Такая постановка вопроса легко разрешает возникающие с этим противоречия, исторически связанные теми обстоятельствами, в которых эта форма, вельбѫдъ, окончательно складывалась, но с течением времени безвозвратно устаревала и в конце концов переставала быть общеупотребительной в значении верблюда, уже в новых языковых условиях предоставив и место и время значению одного лишь слона. Данные метаморфозы могли произойдти, а скорее всего так оно и происходило, когда носители прежнего значения утрачивали свои жизненные позиции в местах обитания этого животного, и слово, обозначающее верблюда, вдруг перестало быть неотъемлемой и в то же самое время необходимой частью хозяйственной деятельности человека.
Тоже верно, что слово, первоначально обозначавшее верблюда как домашнюю скотину, ну а в ходе древних миграций человеческих особей в Индию и Африку обозначившее слона с придыхательным звуком, мотивируется с точки зрения и современного русского и славянских языков по свойству животного, имеющего большие и сильные ступни ног, способного довольно таки быстро, в достаточно короткие сроки по меркам старого времени, доставить как можно больше груза к месту назначения.

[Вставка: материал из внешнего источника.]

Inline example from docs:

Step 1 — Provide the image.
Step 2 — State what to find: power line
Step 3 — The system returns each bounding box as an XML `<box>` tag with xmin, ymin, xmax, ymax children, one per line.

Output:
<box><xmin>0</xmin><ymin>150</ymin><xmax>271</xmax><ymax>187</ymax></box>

Таким образом, перенос основного значения «большенога» с одного животного на другое, а именно с верблюда на слона, по свойству тяжеловоза, должно быть признано аутентичным.

P. S. Царь всех зверей Лев объявил на общем собрании, что каждый день будет съедать по одному Верблюду. Звери все как один не на шутку переполошились, и сломя голову, куда глаза глядели, бросились бежать в разные стороны. На ту беду Заяц бежал; не понимая, что происходит, остановил испуганного насмерть Слона и спросил его:

— Что случилось?

Слон рассказал ему как на духу всё, что слышал сам собственными ушами!

— Но ты ведь не Верблюд, а Слон! — возопил Заяц.

— Это ты Льву скажи, что я — не Верблюд!